The Holy Spirit, faith, power, fruit, works

     I've been reading Thessalonians for a new Bible study group that I have begun to attend. Faith and the Holy Spirit are two themes that have caught me as I have worked my way through. (I'll address the latter and we'll see if I get to the former in this particular post.)

     One of my, not exactly pet peeves, but frustrations is when I read or hear talk of the fruits of the Spirit as though they are things that we are working on, that we produce, that we need to do.  This is foolish, misleading, arrogant, and not Biblically accurate. There is a reason we get frustrated when we try to work them out in our own lives.. We are very aware of our lack but I wonder how well we are aware of His sufficiency? This reality - that they are His fruits - is not one often discussed or, if it is, it is done in language that is so dry and academic that one despairs of their reality. Love (agape), Joy (chara), Peace (Shalom), and the others - they are not the fruits of Lynne McConnell. She was never expected to grow them herself.

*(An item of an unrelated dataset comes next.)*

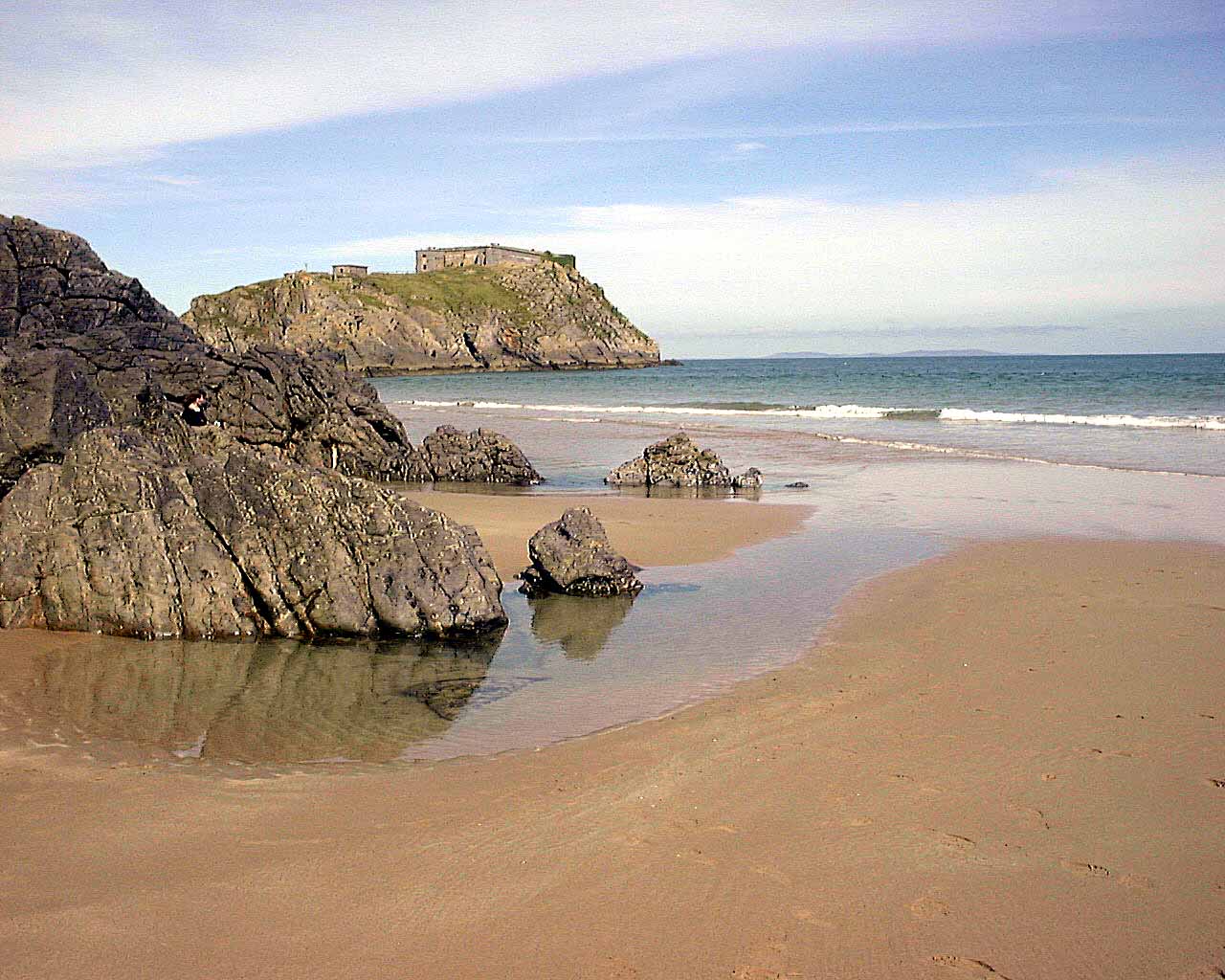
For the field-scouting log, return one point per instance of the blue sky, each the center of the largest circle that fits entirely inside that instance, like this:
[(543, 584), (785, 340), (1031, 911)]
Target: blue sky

She was never expected to produce them. They are very intentionally called the fruits or works or evidences of the presence of the Holy Spirit. They are the outward manifestations of the inward reality of His indwelling. They are not plastic fruits that we attach to ourselves, but the natural outflow of the internal Presence.

     We miss this so easily. We live in a performance-driven culture and think that, if we just try hard enough, long enough, we will get the results we want (aka These fruits will be evident in our lives). What I am learning is that my growth depends on my submitting to the Holy Spirit and Him working the growth out in me. He makes me worthy of my calling. He called and chose me to begin with! He enables me to live a life that pleases Him.

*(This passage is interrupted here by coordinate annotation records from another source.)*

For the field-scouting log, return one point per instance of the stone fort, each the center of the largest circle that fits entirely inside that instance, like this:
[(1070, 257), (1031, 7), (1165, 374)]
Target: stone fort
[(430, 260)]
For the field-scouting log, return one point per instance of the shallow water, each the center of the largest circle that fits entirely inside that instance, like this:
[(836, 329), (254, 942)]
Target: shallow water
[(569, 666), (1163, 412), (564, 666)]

"For it is God who works in you, both to will and to work for His good pleasure." Phil. 2:13

". . .On the contrary, I worked harder than any of them, though it was not I, but the grace of God that is with me." 1 Cor. 15:10

     He accompanies the proclamation of the gospel with life and faith-giving power. He convicts. He changes. He redeems. He loves other people through me.

     As I was working my way through these concepts, I realized, was reminded, that I am conversing about/with, not an idea, but a Person. My studying and ruminating is a conversation with a Person. Whoa. He is right here.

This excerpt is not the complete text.